Increasing the Chances of Discovery by Serendipity
There is a growing literature on recommendation systems (and related topics) which has addressed the difficulty referred to above. The difficulty is presented as being about the provision of an adequate balance between the accuracy and the diversity of recommendations. Until recently, this literature suggests, research on recommendation systems has focused almost exclusively on accuracy, which led to systems that were likely to recommend only popular items, and hence suffered from a “popularity bias” (Celma and Herrera 2008).
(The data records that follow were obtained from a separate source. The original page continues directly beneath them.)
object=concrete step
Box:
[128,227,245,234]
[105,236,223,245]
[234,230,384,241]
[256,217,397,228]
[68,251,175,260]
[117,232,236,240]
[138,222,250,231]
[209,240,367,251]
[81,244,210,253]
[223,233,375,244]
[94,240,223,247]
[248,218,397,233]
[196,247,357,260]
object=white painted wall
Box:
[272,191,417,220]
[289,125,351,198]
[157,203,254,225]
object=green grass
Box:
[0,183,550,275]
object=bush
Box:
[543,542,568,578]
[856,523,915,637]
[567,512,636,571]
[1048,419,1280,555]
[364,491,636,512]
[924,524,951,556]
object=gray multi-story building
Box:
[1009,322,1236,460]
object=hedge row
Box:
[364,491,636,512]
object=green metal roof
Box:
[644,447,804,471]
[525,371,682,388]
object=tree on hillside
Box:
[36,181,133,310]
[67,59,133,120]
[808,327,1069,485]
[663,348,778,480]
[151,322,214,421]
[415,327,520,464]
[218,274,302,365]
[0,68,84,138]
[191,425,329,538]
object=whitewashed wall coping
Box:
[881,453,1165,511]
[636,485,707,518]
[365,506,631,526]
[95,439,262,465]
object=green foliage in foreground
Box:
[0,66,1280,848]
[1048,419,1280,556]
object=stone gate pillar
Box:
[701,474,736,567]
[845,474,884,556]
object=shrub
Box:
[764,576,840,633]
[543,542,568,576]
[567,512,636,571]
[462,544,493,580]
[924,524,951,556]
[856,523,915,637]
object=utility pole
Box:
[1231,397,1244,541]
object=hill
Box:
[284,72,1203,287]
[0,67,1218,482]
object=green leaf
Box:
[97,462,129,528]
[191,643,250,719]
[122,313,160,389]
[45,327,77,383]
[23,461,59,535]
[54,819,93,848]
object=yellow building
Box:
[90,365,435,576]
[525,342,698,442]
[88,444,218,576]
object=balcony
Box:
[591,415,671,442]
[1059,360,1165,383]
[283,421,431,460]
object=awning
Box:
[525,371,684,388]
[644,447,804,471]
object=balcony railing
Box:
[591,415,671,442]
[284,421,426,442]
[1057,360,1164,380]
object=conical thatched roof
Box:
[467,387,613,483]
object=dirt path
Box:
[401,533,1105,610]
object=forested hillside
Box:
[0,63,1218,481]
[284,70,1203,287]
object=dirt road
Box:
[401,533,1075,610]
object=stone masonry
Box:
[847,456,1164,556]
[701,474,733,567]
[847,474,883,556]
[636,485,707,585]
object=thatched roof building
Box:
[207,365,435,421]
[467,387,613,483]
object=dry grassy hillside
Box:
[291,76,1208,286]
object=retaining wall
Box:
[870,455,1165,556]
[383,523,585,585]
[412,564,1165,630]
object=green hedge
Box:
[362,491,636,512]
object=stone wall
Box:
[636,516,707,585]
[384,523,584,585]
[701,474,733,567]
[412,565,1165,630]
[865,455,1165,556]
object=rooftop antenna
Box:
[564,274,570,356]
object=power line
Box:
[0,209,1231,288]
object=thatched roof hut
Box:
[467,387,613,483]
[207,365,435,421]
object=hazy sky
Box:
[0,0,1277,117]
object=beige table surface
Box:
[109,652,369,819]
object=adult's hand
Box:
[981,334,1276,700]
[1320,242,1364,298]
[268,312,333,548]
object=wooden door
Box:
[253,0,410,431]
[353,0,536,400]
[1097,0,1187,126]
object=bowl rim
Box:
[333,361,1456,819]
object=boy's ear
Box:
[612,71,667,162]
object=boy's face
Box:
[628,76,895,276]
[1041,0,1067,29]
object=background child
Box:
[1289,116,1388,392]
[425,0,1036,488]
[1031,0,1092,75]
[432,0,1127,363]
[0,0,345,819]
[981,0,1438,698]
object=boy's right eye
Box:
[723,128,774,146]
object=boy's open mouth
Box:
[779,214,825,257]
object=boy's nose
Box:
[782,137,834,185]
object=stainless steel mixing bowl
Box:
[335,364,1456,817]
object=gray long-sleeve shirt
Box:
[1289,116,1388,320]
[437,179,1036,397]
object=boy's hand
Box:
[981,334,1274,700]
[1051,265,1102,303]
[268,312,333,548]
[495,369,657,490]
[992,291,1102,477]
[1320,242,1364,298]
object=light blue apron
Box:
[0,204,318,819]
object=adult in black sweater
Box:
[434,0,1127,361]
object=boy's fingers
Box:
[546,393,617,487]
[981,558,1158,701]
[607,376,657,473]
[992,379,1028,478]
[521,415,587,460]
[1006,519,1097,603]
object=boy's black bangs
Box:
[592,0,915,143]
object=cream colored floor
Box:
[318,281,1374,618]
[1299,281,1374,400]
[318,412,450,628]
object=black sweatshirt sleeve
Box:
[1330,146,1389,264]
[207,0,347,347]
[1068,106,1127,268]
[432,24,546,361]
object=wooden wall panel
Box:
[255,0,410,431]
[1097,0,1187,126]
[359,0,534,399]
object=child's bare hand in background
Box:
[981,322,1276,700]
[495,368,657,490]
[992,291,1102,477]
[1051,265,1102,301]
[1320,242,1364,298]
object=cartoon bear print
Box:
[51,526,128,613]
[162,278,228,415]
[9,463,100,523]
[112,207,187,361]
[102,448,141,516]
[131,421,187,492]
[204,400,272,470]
Nonetheless, despite the skepticism of some authors (e.g., Mooney and Roy 2000; Fleder and Hosanagar 2007), who argued that recommendation systems tend to reinforce the position of already popular products and thus reduce diversity, there has been (more or less successful) attempts to solve the problem of what might be called stickiness (or, more technically, path-dependence), for example, by Adomavicius and Kwon (2008; 2009), Celma and Herrera (2008), Zhang and Hurley (2008), Fleder and Hosanagar (2009), and Skoutas et al. (2010).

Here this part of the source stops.